In data analysis, funnel analysis is an important tool for measuring and optimizing the conversion rates of users in a specific process. Retention analysis can be used to measure the continuous use of a product or service by users. Funnel analysis and retention analysis are critical indicators for assessing product health and user satisfaction. Funnel analysis functions and retention functions are designed to process and analyze data in such scenarios. You can use the functions to simplify the query process and improve efficiency. This topic describes how to use funnel analysis functions and retention functions in different scenarios.
Background information
An event represents a specific or series of meaningful behaviors of a user, such as downloading, registering with, and logging on to a game app. The actual use process of the user can be restored by analyzing various behavioral data of the user. This improves product conversion rates and promotes business growth. Common user behavior analysis includes event analysis, funnel analysis, and retention analysis. Funnel analysis and retention analysis are the most common types of user behavior analysis.
Funnel analysis: an analysis model that can be used to analyze the conversion status of users at various stages of a process. This model analyzes the conversion rate of user behavior at each stage to measure the corresponding performance. This way, you can take specific measures to optimize user experience on products to increase conversion rates.
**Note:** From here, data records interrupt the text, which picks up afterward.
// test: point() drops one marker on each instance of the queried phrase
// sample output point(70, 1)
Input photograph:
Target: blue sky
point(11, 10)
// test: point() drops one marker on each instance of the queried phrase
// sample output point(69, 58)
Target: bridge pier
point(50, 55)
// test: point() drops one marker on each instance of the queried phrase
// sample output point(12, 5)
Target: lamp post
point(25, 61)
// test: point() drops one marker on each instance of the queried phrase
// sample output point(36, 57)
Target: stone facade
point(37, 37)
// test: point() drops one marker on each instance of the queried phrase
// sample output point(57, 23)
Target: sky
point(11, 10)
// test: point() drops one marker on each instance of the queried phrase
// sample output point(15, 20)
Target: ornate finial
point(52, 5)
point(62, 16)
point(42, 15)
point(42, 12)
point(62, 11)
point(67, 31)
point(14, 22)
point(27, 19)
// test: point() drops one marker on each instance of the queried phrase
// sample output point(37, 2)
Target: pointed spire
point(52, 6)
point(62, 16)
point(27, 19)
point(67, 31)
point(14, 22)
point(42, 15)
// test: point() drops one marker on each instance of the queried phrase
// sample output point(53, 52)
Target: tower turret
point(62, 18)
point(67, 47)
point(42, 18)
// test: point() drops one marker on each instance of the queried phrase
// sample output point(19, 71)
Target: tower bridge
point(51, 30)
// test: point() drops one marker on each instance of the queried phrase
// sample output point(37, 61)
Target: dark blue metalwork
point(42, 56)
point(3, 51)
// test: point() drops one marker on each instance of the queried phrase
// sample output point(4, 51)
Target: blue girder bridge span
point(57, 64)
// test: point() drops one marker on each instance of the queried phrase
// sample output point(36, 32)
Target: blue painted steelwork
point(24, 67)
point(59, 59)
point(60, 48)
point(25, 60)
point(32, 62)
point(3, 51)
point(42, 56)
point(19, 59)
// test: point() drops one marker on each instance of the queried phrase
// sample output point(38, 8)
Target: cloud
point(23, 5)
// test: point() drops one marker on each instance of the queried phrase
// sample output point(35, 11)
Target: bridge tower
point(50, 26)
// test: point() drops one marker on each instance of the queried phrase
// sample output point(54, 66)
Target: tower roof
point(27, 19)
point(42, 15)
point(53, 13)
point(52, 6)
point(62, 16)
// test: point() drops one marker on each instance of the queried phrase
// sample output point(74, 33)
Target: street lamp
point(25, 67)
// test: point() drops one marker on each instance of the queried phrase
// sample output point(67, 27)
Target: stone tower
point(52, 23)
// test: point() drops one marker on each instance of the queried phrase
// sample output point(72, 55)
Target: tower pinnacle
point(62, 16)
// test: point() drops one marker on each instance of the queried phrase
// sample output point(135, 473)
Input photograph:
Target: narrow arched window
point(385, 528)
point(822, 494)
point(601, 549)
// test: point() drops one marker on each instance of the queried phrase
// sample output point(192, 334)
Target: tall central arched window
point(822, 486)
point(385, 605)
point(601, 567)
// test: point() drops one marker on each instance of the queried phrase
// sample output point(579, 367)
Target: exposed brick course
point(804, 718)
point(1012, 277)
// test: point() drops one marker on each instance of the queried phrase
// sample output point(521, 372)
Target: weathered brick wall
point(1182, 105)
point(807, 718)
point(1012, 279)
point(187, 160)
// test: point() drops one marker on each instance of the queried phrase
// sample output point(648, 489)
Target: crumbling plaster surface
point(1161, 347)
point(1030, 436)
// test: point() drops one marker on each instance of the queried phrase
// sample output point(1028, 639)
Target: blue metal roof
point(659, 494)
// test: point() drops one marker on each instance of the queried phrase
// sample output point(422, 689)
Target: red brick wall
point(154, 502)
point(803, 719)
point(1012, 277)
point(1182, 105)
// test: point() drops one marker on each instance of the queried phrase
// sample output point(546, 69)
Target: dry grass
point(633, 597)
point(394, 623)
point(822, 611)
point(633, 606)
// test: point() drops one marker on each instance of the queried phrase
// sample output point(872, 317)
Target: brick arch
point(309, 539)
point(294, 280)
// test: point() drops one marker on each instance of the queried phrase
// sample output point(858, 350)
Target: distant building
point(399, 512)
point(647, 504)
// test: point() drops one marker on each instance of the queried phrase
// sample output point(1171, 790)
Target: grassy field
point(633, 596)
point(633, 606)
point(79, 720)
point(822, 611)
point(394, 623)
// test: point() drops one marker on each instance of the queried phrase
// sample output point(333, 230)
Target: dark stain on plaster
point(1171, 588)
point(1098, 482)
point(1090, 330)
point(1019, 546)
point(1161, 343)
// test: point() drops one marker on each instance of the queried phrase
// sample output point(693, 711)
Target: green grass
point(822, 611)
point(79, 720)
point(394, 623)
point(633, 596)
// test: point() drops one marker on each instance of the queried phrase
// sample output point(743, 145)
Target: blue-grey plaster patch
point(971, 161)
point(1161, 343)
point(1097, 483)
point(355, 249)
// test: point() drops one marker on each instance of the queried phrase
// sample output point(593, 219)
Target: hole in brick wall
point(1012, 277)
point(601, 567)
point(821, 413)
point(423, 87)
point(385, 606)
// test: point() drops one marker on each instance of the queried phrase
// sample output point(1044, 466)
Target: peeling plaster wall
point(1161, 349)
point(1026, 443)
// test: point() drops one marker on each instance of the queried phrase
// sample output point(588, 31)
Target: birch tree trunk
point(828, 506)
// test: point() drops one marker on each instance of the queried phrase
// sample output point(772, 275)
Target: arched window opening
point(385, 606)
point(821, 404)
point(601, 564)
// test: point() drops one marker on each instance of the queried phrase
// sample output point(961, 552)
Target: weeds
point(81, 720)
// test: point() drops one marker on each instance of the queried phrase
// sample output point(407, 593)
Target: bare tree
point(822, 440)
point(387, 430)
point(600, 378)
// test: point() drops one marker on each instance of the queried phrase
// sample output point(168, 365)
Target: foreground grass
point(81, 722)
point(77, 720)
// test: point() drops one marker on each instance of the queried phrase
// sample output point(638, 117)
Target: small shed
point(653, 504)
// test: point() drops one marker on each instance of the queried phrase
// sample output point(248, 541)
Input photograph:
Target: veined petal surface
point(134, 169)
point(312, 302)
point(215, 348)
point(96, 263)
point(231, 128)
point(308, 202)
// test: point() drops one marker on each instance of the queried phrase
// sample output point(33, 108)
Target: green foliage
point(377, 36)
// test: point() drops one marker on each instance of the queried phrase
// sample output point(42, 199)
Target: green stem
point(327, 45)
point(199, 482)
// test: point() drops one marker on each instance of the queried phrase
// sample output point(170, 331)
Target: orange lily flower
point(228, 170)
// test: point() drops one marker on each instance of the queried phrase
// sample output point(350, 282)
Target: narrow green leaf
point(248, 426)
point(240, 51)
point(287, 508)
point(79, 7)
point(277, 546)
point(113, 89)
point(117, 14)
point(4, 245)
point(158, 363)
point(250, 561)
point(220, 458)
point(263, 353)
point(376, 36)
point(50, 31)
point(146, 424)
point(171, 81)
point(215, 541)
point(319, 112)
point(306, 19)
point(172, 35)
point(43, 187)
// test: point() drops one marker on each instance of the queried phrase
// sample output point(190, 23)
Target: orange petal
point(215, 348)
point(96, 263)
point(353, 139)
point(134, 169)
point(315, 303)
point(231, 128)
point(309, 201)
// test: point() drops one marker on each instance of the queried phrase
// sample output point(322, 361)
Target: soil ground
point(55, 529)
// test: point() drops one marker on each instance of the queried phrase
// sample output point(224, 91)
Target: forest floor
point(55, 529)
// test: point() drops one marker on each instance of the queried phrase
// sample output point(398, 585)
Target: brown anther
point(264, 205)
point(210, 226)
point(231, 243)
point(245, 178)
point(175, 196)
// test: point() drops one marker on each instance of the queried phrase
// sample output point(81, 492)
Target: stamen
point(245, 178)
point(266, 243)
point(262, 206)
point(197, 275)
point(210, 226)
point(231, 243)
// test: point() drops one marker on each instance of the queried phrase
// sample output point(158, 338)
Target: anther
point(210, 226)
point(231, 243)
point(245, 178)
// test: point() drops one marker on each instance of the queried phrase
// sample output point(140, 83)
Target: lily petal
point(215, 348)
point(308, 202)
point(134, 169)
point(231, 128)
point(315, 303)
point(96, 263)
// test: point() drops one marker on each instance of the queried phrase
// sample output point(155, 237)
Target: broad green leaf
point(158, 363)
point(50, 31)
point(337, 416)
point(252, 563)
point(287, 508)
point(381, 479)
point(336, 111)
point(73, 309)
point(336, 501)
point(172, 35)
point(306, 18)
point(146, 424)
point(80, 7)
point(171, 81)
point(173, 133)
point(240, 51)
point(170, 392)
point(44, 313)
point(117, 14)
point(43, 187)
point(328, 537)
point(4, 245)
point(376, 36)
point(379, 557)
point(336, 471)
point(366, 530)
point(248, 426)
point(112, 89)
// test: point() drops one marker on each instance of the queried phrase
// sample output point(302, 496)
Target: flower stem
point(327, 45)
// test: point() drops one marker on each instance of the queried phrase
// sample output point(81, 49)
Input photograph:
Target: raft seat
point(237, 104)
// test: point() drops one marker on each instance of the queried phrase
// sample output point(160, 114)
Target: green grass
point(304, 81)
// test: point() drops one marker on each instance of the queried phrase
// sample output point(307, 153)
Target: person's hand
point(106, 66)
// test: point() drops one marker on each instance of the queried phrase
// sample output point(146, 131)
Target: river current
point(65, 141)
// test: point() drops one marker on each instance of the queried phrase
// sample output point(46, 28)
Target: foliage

Retention analysis: an analysis model that can be used to assess user engagement and stickiness. This model helps you calculate the number of users who remain engaged with your product after they initially sign up or begin to use your product. Then, you can assess the value of the product to users.
Funnel analysis functions
Definition
Funnel analysis is used to calculate the completion rate of users from the first step to the last step of a series of predefined steps. A funnel analysis function calculates the maximum number of consecutive events starting from the first event of an event chain within a sliding time window. The following rules apply to a funnel analysis function:
The function checks against the first step of the event chain. If the data contains an event that meets the condition of the first step, the function increments the counter by 1 and sets the corresponding event time as the start time of the sliding window. If no matching event is found in the data for the first step, the function returns 0.
Within the sliding window, the counter is incremented if the events in the event chain occur in order. Outside the sliding window, the counter is no longer incremented.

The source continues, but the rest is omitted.